Japan feels the devastating effects of typhoons several times per year - in 2016 alone there have already been six. They can cause a trail of destruction, along with many dead and injured civilians who get caught in their path. But an engineer from the country has designed a new type of wind turbine that can harness this immense energy and use it for good.

Atsushi Shimizu claims that a series of his prototype devices could collect enough energy from a single typhoon to power the whole of Japan for 50 years.

The unique, egg beater-shaped turbine's omnidirectional vertical axis can withstand an intense storm's powerful winds and rain. Moreover, the speed of the blades are adjustable, meaning they won't spin wildly out of control - a big problem with super typhoon speeds reaching up to 150 mph.

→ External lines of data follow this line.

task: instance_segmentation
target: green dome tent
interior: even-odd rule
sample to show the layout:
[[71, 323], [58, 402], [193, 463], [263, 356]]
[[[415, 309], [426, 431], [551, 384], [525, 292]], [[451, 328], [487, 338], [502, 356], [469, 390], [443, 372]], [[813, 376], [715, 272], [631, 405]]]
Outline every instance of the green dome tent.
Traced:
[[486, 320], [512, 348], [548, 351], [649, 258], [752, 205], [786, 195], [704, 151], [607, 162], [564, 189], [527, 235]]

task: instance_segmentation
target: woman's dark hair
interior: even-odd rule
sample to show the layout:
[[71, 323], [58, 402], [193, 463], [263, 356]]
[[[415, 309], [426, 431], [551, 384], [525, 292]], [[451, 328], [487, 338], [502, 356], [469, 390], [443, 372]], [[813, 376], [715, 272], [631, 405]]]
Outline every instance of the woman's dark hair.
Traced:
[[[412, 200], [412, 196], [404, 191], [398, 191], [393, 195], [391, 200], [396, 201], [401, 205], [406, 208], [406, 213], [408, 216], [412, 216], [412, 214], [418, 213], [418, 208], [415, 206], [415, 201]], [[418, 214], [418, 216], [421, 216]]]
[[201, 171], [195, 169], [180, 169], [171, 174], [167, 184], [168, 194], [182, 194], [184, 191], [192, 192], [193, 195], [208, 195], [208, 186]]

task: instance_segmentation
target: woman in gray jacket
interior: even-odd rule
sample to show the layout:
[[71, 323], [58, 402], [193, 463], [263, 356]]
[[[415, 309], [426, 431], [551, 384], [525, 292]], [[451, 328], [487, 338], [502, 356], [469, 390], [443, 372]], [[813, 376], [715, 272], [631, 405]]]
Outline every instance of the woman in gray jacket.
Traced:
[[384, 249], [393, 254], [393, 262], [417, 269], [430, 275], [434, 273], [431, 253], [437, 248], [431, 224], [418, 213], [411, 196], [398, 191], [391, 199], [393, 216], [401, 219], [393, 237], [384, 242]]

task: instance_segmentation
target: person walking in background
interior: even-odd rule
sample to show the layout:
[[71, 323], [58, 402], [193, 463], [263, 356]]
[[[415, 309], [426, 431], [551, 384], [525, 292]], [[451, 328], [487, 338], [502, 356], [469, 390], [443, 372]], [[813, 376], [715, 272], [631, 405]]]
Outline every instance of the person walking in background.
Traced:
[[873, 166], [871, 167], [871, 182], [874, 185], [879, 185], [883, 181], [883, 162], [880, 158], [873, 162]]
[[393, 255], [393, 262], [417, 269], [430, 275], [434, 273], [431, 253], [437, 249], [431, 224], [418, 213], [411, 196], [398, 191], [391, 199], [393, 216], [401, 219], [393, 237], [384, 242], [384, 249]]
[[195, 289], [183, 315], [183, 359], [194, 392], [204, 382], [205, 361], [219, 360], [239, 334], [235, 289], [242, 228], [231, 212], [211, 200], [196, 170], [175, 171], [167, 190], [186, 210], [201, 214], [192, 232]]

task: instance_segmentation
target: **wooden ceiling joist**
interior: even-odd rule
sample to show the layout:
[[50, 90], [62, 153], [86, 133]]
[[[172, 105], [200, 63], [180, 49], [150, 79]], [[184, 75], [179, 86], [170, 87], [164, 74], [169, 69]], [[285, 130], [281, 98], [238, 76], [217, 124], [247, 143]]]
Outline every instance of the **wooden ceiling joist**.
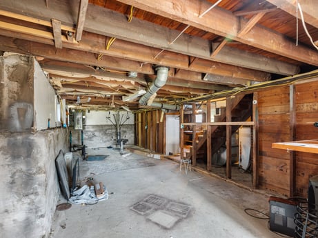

The Fukushima disaster saw Japan turn away from nuclear power. It now imports 84 percent of its energy requirements. "Our generation reaped the benefit of nuclear power - we never experience a power blackout because of it," Shimizu says. "Now we are responsible for changing the future."

CNN reports that while Japan has tried to use wind energy in the past, the attempts have largely proved unsuccessful.

"For decades, Japan has brought in European-style wind turbines, not designed for typhoon zones, and installed them with no careful consideration - they've broken almost entirely," added Shimizu.

Modern, propeller-based turbines generally achieve a 40 percent efficiency rate. While Shimizu's turbines hit 30 percent efficiency, their advantage is that they can work during a typhoon.

Shimizu's company, Challenergy, installed one of the prototypes in Okinawa earlier this year. He now wants another to be located either on the Tokyo tower or at the new National Stadium. A method of storing 50 years of power would also be helpful.